The NSPCC revealed in 2018/19, Childline gave 1,414 counselling sessions to Hampshire teenagers apprehensive about their grades. Calls for support peaked in August – the month in which young people receive A-level and GCSE results – with nearly 300 youngsters contacting the charity. This is a 50 per cent increase over the last four years.
This year’s A-level results come out on Thursday, with GCSE results on Thursday next week, and the charity is concerned about the welfare of the county’s youngsters.
Young people’s concerns focused on getting the grades they need to get into university and not wanting to let down parents.
Teenagers told counsellors they felt ‘worked up and on edge’, with some saying they were ‘not able to sleep because of the stress of getting results’.
One girl, who asked not to be named, told counsellors: ‘I'm really anxious about getting my exam results. I don't think I will get the marks I need to get into my chosen university. I think I've done so badly. Before the exam I had a panic attack and had difficulties breathing. I'm so afraid of not getting the right grades. I'm terrified that I've messed it all up and I'll ruin my future. I don't know how to cope.’
National Education Union vice president and Portsmouth teacher, Amanda Martin, believes the reasons are down to changes to examinations and pressure on schools.

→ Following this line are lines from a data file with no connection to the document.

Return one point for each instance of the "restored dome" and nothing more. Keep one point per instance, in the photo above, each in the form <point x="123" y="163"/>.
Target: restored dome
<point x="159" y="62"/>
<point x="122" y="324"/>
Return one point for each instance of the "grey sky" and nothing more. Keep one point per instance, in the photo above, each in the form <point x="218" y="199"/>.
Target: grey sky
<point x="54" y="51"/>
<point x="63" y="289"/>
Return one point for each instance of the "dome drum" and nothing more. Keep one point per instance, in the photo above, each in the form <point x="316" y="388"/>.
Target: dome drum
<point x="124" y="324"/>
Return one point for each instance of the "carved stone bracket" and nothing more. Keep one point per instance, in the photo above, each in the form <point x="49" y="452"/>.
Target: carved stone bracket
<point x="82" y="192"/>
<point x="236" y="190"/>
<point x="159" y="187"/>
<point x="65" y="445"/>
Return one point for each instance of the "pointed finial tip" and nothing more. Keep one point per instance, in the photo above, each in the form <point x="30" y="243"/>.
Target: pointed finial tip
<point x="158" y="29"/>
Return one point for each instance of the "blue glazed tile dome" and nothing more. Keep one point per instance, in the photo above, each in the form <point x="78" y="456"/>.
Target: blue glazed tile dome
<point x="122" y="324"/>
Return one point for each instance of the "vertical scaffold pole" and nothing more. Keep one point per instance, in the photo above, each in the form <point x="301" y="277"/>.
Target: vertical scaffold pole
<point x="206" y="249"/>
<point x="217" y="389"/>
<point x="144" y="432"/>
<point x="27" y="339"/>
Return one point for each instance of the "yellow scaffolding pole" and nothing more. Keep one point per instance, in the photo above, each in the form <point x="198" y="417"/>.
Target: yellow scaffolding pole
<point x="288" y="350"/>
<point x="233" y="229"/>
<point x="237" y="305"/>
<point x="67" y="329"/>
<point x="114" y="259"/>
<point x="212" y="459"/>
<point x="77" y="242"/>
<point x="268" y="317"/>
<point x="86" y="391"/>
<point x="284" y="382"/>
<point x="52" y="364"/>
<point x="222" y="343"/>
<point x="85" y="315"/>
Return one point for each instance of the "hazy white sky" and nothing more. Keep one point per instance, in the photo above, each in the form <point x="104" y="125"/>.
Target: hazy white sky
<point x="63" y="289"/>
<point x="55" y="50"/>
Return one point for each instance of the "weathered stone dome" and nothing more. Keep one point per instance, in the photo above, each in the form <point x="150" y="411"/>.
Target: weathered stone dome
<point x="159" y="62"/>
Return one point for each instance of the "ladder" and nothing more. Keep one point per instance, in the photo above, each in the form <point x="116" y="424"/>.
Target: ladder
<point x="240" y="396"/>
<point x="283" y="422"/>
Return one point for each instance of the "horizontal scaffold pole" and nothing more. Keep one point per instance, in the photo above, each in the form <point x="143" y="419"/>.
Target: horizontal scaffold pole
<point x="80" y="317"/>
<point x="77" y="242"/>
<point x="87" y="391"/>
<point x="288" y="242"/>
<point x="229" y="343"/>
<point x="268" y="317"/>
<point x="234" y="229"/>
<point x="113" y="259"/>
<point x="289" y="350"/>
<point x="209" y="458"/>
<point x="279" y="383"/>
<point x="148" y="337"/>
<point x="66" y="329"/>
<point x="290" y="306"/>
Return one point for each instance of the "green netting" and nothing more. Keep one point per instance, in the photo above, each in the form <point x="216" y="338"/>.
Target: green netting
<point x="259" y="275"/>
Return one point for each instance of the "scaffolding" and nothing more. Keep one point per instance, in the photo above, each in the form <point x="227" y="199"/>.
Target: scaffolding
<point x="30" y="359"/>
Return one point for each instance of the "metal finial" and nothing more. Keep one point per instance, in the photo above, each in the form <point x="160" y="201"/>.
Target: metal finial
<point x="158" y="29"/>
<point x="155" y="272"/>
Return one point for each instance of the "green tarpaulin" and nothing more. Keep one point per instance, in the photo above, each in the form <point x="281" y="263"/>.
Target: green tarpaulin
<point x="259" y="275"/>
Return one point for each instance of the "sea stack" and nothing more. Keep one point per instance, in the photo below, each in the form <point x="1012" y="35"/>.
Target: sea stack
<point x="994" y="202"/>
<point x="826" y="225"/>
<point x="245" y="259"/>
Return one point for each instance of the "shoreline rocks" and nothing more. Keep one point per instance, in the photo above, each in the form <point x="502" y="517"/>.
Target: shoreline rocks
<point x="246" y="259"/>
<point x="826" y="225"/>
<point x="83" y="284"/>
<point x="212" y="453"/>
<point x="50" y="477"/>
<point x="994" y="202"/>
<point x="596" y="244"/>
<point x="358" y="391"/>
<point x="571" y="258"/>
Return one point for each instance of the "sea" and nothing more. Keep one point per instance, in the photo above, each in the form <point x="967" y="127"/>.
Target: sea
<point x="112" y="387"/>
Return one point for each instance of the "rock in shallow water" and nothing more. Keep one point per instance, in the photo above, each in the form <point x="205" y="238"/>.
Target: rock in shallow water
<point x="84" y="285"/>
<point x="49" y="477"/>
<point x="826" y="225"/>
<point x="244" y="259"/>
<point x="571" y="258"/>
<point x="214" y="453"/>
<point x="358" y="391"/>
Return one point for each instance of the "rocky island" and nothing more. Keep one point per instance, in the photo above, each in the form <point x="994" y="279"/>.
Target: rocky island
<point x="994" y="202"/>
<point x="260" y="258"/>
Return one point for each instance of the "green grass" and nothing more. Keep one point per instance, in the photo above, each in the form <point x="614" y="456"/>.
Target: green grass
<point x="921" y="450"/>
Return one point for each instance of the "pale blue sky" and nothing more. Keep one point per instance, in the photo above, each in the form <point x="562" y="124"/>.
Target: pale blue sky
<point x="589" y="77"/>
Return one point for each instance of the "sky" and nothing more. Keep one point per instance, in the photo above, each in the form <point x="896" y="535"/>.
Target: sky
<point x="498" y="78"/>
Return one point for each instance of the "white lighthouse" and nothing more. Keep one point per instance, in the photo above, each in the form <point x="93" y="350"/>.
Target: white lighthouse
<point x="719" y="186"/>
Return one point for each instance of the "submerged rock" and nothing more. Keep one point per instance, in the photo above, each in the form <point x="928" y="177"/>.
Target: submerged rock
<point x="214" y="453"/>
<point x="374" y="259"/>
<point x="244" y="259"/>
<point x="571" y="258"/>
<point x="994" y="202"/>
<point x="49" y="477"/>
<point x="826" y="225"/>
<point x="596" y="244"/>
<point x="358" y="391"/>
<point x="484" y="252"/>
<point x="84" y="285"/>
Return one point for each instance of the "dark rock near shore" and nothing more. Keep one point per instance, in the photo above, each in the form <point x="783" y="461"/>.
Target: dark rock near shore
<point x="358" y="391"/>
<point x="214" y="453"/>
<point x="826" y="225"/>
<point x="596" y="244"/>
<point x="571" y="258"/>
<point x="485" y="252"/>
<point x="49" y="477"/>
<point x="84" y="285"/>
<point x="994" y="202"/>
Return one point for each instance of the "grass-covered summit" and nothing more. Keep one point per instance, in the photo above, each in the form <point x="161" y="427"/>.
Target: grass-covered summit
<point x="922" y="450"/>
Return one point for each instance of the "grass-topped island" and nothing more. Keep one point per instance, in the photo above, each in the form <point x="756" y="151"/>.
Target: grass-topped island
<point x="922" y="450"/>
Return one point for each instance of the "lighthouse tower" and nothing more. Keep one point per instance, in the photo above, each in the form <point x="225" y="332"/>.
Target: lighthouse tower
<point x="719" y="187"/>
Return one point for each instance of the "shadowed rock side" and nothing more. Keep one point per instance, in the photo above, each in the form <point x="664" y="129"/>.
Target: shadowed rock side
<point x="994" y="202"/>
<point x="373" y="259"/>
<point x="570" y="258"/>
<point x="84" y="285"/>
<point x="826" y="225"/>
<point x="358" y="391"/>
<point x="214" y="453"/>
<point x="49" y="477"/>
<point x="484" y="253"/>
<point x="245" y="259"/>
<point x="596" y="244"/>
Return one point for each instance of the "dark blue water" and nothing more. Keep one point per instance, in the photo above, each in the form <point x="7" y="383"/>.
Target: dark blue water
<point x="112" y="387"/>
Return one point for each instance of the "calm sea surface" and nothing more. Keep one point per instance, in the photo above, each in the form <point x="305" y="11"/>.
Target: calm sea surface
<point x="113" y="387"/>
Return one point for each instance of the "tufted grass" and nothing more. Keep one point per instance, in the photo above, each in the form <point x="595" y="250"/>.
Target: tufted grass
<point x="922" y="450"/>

Ms Martin said: ‘There’s no longer coursework in most subjects with performance assessed entirely on examinations. Some teenagers are sitting up to eight exams in one week. School league tables also lead to increased pressure. Ultimately headteachers’ jobs are on the line and this will inevitably filter down to teachers and children. Many children failing to hit targets feel like failures throughout their schooling.’
NSPCC chief executive Peter Wanless added: ‘We know that waiting for and receiving exam results can be a difficult time for young people, but they should never feel like they have to deal with these worries alone.’
Concerned youngsters can contact Childline 24 hours a day on 0800 1111.